Decreto di giudizio immediato per un 63enne che, il prossimo 27 giugno, sarà a processo con l'accusa di maltrattamenti in famiglia aggravati ai danni della moglie e del figlio. Secondo quanto emerso dalle indagini dei carabinieri, coordinate dal sostituto procuratore Luca Bertuzzi, l'uomo accecato dalla gelosia avrebbe iniziato ad accusare ingiustamente la compagna di tradirlo. Una situazione che, nel corso dei mesi, è peggiorata sempre più fino ad arrivare a minacciare la donna di morte e, armato di coltello, prometterle di tagliarle la testa. Lo scorso 3 marzo, al culmine dell'ennesima lite, il figlio della coppia era intervenuto per soccorrere la madre quando il padre cercava di afferrare un coltello da cucina con l'intento di colpire la moglie.

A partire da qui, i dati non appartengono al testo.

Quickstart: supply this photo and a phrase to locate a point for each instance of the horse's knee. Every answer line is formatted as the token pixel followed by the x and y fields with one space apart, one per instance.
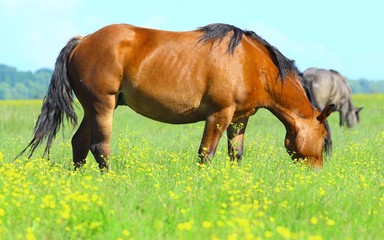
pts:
pixel 101 153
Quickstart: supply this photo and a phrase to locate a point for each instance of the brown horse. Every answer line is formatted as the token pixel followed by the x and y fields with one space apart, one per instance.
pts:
pixel 219 74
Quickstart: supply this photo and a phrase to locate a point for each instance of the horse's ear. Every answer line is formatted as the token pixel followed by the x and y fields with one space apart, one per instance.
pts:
pixel 326 112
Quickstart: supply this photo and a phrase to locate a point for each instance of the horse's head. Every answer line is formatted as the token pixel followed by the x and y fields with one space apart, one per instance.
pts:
pixel 353 116
pixel 310 138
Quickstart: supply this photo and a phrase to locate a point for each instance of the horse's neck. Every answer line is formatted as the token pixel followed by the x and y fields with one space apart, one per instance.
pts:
pixel 290 104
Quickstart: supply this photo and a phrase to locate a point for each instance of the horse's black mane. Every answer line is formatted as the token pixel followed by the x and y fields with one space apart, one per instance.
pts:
pixel 286 66
pixel 218 31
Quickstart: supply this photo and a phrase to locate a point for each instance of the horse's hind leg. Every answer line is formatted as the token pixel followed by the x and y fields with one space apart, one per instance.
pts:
pixel 81 143
pixel 101 130
pixel 235 134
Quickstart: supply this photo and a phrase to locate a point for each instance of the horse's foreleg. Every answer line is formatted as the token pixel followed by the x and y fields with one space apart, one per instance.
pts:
pixel 215 125
pixel 235 134
pixel 81 143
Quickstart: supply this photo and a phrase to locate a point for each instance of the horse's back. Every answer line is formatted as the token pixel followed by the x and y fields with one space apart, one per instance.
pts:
pixel 322 85
pixel 166 76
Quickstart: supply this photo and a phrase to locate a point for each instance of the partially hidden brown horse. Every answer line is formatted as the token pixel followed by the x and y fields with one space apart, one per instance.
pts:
pixel 219 74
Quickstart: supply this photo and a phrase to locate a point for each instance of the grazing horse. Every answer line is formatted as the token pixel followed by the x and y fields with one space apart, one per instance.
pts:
pixel 219 74
pixel 330 87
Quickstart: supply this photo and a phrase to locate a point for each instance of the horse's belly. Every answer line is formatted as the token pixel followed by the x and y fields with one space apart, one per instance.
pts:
pixel 164 108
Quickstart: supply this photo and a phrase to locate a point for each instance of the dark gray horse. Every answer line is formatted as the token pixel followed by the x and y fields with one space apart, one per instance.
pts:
pixel 330 87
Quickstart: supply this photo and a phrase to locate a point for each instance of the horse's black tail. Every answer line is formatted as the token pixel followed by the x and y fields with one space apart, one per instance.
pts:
pixel 57 103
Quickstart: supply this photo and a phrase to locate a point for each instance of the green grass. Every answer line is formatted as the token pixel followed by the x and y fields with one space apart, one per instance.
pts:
pixel 155 189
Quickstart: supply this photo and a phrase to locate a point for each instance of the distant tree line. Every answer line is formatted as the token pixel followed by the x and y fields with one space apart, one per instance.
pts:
pixel 16 84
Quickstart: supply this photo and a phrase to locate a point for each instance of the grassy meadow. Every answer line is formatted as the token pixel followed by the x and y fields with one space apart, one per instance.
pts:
pixel 155 190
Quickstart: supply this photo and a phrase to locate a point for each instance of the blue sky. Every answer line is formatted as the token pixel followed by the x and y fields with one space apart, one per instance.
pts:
pixel 346 35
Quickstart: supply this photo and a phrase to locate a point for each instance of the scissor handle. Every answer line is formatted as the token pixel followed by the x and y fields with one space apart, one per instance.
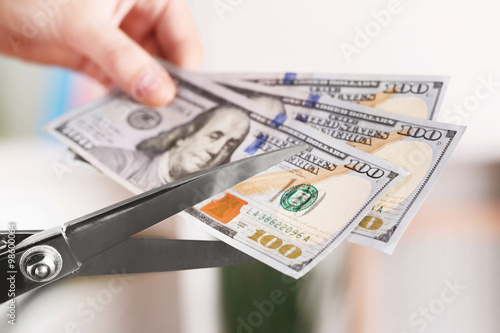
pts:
pixel 19 236
pixel 33 262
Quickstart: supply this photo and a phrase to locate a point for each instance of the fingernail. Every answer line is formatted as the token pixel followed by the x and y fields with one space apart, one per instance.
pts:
pixel 154 87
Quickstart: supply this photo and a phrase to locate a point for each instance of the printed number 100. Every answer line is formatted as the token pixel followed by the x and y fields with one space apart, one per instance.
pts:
pixel 275 243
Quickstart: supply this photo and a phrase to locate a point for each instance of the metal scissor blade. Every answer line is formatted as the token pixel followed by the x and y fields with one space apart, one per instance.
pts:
pixel 138 255
pixel 93 233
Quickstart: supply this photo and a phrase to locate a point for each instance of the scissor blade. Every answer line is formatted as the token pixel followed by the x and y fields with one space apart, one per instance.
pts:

L'intervento del ragazzo aveva scongiurato il peggio ma ne era nata una colluttazione col 63enne che, poi, avrebbe simulato di essere stato aggredito dal giovane. Per dare credito alla sua tesi, l'uomo avrebbe preso a testate il muro per poi sostenere davanti ai carabinieri intervenuti nell'appartamento che era stato il figlio a procurargli le lesioni. L'ira non si era placata nemmeno all'arrivo dei militari dell'Arma col 63enne che avrebbe continuato a minacciare di morte i famigliari urlando che avrebbe mandato qualcuno a farli ammazzare e, all'indirizzo del ragazzo, che era "un morto che cammina".